En los albores de la civilización, Sumeria para ser exactos, Utnapishtim y su esposa son tal vez los primeros inmortales.

Posteriormente Osiris y todo el piélago de faraones egipcios. 

Luego, ante el cisma religioso en la época de Senusert I, los ritos funerarios se democratizan y Sinuhé, un esclavo, es momificado.

Muchos años después, a Alcides, rebautizado por Hera como Hércules, se le ofrece la inmortalidad al cabo de 12 trabajos. Y este héroe es tal vez el primero en dudar. La historia cuenta que a él, después de haber asesinado a la Hydra con la ayuda de su sobrino Yolao: "la soledad lo envolvía con el áspero tejido de sus recuerdos, -y que en cada momento- se preguntaba si la promesa de la vida eterna, podría compensar el cúmulo de los desgarradores recuerdos almacenados en el desdichado territorio de su memoria". 

Marpesa en cambio, se decidió por el mortal Idas cuando Zeus la espetó a resolver sus líos amorosos que oscilaban entre el Afarida y Apolo. Su temor era que al envejecer, el hijo de Zeus, la abandonara. 
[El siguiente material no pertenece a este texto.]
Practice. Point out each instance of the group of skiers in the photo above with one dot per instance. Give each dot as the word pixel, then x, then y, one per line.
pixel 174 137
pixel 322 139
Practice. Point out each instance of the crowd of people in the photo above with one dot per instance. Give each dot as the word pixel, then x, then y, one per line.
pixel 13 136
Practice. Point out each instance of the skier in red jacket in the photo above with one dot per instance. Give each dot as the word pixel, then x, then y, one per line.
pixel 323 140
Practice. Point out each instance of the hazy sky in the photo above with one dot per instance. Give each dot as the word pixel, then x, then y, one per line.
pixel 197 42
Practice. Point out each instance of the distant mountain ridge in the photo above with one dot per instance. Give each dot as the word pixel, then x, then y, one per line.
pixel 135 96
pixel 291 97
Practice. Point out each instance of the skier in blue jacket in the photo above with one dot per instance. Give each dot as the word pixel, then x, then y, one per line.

Ya sea ansiada u odiada, la inmortalidad ha sido siempre de la mano del Hombre, un consuelo del infinito tiempo. Se apoderó por completo de cada pueblo, de cada uno de sus días, y en la actualidad, de estos días en los que la verdad huele a pan de muerto, de estos días en los que como decía Huidobro: somos perros lamiendo tumbas... 

¿Qué hace la verdad en los templos?

¿Qué hace la verdad en los institutos?

Teme.

Eratóstenes Flores. 02/05/2018.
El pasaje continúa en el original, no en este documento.